Julia Meltzer and David Thorne
we will live to see these things, or, five pictures of what may come to pass | 2007 | 47:04mins | DV | USA
Julia Meltzer is a media artist and executive director of Clockshop, a non-profit production company based in Los Angeles. Her works are realized in video, installation, and performance presentations. Her video works include State of Emergency: Inside the L.A.P.D. (Elizabeth Canner/ Julia Meltzer, 30 min, 1993), Room Service (15 min, 1994), Conversation Piece (20 min, 1997), and It’s not my memory of it (Speculative Archive, 25 min, 2003). Installations include
Meltzer’s work has been exhibited and broadcast at venues including Creative Time’s Art in the Anchorage, The New Museum of Contemporary Art (New York), Mass MOCA (West Adams, Massachusetts), Forum Stadtpark (Graz, Austria), the Dutch Electronic Arts Festival (Rotterdam, the Netherlands) and on selected PBS television stations. She has taught video and digital media at Hampshire College and UC Irvine.

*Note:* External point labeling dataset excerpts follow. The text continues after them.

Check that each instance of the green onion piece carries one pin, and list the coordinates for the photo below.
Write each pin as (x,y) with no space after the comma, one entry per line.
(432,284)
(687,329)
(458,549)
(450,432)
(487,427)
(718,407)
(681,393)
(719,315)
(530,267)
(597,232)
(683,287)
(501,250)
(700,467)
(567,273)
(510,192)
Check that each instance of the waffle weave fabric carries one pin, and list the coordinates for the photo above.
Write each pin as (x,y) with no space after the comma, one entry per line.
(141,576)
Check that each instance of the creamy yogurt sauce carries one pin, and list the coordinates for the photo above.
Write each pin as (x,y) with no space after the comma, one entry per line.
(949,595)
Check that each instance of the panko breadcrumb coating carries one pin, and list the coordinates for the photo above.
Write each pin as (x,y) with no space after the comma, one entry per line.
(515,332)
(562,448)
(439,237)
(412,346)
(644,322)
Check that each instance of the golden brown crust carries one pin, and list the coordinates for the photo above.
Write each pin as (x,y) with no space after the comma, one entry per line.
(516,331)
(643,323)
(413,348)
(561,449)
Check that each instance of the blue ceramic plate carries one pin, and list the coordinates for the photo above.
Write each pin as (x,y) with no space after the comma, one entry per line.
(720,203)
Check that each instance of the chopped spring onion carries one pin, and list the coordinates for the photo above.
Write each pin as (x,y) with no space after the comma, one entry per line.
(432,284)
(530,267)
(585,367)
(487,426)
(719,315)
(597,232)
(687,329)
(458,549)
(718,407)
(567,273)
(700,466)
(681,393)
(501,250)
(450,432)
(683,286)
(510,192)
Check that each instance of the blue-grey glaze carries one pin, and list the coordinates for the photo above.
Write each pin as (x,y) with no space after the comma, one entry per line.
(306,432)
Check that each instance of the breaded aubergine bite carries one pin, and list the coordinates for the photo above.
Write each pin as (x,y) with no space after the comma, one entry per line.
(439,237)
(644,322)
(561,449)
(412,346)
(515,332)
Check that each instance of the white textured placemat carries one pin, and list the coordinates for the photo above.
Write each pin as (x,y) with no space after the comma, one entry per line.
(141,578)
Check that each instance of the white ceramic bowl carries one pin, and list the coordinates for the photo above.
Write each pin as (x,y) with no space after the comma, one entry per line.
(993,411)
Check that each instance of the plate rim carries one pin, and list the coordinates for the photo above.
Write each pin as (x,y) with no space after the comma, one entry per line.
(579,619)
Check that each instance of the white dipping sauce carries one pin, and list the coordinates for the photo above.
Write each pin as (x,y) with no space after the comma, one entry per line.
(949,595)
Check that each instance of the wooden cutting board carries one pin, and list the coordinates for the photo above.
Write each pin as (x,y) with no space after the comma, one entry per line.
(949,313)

David Thorne lives and works in Los Angeles. His recent work addresses the conditions of so-called globalization; notions of justice shot through with revenge; and memory practices in a moment of excessive rememorations. Current projects include: The Speculative Archive (with Julia Meltzer), an ongoing series of photo-works Men in the News (1991-present), and URL project Boom! (with Oliver Ressler).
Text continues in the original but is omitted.